Иззи настороженно посмотрела на него:
– Ник, о чем ты говоришь?
– О том, что однажды мне было почти так же хорошо, как с тобой.
– Да, тактичностью ты отличаешься.
– Прости, дорогая. Я был тогда с девушкой. Точнее, с молодой женщиной. Как же ее звали? Вспомнил. Ее звали мама. Нам тогда было очень, очень хорошо. Она первый раз повезла меня на Кони-Айленд, купила мне булочку с болонской колбасой. А потом мы катались на русских горках.
– И это было лучше, чем лежать в постели со мной?
– Нет, не лучше. Я ведь и не говорю, что лучше. – Ник снова ее поцеловал. – Это было очень похоже. Взмываешь вверх, потом камнем летишь вниз. Думаешь: «Неужели я это выдержу?» Может, попробуем устроить нечто похожее у тебя в постели?
– Нет уж, спасибо, – нахмурилась Иззи. – Вряд ли я могу составить конкуренцию груде металла.
– Я же говорю не про металл. Я сравниваю тебя не с вагончиками горок. Я имел в виду ощущения, которые ты вызываешь… Впрочем, нет.

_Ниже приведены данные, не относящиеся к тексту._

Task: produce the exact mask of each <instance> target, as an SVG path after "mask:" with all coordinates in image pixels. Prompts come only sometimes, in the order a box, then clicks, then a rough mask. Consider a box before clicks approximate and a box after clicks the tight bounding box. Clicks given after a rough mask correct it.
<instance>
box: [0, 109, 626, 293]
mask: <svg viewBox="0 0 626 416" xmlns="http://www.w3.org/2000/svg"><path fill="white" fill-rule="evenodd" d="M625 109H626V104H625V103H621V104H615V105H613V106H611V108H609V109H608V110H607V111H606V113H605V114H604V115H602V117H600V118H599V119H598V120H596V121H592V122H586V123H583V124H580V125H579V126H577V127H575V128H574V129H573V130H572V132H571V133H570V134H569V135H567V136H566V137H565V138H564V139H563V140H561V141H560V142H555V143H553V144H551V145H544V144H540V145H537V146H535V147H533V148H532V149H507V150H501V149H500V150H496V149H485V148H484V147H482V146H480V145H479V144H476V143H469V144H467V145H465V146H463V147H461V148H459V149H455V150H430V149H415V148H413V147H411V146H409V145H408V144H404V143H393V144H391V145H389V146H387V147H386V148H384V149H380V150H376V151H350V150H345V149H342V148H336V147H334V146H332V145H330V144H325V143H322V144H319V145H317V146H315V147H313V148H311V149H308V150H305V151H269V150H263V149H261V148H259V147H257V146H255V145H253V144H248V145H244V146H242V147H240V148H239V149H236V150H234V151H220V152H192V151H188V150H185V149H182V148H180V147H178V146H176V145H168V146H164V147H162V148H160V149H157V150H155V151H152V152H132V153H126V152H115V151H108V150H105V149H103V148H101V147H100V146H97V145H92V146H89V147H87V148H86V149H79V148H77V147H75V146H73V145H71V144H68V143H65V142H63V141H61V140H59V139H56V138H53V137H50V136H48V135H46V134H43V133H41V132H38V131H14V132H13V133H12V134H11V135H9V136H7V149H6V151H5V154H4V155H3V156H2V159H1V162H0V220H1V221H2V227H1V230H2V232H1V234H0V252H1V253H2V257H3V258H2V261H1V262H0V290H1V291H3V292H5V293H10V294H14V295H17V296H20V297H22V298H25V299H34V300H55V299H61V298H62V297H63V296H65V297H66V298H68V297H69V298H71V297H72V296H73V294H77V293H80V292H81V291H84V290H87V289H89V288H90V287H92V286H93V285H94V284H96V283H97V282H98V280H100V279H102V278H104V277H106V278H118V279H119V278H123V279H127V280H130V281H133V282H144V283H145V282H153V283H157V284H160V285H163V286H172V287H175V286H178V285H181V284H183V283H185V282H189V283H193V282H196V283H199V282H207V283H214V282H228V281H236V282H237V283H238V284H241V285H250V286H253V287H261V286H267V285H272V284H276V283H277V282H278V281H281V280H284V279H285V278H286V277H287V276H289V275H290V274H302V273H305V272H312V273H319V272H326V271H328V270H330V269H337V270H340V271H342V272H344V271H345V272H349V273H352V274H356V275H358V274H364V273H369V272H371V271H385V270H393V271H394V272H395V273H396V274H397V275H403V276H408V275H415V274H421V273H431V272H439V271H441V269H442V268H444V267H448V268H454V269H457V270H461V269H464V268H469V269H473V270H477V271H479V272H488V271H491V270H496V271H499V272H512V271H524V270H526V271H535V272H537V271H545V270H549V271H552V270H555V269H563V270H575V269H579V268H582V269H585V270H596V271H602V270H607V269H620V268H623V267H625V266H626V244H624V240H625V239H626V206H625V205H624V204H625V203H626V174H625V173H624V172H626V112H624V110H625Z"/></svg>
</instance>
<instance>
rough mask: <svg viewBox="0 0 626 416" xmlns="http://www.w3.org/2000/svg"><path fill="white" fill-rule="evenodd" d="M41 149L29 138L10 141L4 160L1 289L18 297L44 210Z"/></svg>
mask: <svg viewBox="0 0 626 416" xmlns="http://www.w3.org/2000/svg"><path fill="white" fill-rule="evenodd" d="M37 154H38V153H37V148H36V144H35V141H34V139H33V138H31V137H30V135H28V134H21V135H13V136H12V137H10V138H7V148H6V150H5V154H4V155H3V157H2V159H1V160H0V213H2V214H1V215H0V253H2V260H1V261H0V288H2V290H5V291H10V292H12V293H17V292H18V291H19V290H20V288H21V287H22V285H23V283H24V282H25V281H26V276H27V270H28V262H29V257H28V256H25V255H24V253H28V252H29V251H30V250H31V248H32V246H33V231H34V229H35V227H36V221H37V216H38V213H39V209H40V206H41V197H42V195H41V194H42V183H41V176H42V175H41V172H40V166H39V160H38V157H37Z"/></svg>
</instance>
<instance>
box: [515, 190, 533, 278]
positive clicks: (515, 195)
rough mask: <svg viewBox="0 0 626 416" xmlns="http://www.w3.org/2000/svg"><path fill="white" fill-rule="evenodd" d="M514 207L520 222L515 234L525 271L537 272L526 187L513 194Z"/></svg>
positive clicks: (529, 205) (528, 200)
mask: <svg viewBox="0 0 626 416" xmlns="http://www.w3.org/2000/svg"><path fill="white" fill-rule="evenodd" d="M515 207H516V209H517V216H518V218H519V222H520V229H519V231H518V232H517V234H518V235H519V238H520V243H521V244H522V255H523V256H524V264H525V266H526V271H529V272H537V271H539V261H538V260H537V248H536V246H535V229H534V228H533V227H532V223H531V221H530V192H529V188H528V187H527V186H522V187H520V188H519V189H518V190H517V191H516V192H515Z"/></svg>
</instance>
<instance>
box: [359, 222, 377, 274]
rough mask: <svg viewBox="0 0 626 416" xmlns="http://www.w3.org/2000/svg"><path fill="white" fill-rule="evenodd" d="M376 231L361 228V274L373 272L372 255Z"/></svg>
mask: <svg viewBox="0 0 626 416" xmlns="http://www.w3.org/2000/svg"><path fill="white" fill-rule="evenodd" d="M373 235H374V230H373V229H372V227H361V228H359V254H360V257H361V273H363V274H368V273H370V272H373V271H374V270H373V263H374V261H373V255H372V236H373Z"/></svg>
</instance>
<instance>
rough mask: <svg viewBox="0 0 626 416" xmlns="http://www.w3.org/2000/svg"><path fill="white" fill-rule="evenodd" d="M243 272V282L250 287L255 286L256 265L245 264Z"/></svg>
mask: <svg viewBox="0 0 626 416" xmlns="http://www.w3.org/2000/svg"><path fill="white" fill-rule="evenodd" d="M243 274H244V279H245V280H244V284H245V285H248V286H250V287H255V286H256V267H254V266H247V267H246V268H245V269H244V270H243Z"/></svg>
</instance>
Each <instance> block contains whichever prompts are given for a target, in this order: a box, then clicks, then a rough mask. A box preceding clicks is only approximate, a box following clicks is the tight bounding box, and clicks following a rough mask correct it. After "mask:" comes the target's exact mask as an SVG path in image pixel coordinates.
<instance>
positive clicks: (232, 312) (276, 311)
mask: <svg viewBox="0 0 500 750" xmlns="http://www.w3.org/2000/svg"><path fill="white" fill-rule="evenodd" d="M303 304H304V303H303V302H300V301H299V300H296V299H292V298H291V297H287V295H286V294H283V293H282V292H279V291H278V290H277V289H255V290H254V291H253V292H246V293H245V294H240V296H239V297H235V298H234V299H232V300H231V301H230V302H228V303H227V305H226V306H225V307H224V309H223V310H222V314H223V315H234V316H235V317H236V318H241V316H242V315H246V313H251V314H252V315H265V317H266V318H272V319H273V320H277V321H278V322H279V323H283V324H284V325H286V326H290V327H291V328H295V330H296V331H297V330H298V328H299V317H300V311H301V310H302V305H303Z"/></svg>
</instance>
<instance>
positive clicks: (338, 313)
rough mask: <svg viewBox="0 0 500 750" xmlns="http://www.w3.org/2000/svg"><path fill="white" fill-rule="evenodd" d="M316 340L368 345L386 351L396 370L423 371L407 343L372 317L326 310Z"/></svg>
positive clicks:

Я передумал. Ты вызываешь куда более сильные ощущения. Я так думаю.
Иззи легла на спину и засмеялась. Замечательно было чувствовать себя такой счастливой.
* * *
Первое время их волновало, как все это воспримет Майк.
– Для него это будет чем-то вроде развода, – всерьез тревожилась Иззи.
Но Майк обрадовался, сказал, что очень счастлив за них обоих. Это не мешало ему постоянно твердить, что Ник ей и в подметки не годится.